Dentro il Vaticano: come il prossimo papa plasmerà il futuro
- Un totale di 133 cardinali si riunisce a Roma per eleggere un nuovo papa dopo la morte di Papa Francesco.
- Tra i favoriti figurano Tagle, Parolin, Turkson e Zuppi, a testimonianza di un cambiamento globale nella leadership della Chiesa.
- Il papato rimane una delle ultime fonti di soft power morale al di fuori della politica e dei mercati.
Il 7 maggio 2025, 133 cardinali cattolici si riuniranno nella Cappella Sistina per eleggere il prossimo papa.
È un voto che potrebbe influenzare non solo gli 1,4 miliardi di cattolici nel mondo, ma anche la politica globale.

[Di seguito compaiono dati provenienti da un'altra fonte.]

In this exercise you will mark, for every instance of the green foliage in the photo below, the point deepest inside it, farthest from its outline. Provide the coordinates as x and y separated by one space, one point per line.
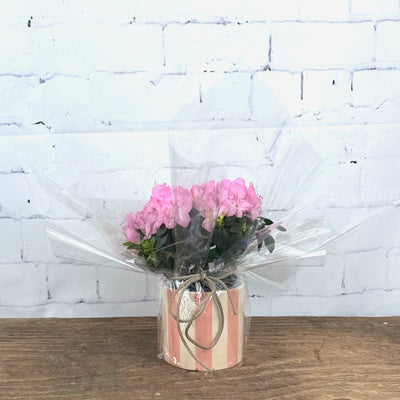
194 246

Il compianto Papa Francesco era noto per le sue riforme e la sua posizione progressista.
Ciò che rende questo momento particolarmente importante non è solo chi viene eletto, ma ciò che rappresenta.
Il prossimo papa continuerà sulla sua strada o tornerà alla tradizione?
Questo conclave è più una questione di tradizione. Si tratta di scegliere una voce morale che parli al XXI secolo.
Come viene eletto il Papa?
Il conclave papale è uno dei processi elettorali più antichi ancora esistenti al mondo.
Le prime regole ufficiali risalgono al 1059, quando papa Niccolò II concesse il diritto di eleggere il papa esclusivamente ai cardinali.
Prima di allora, era un caotico miscuglio di clero romano, nobiltà e interferenze politiche.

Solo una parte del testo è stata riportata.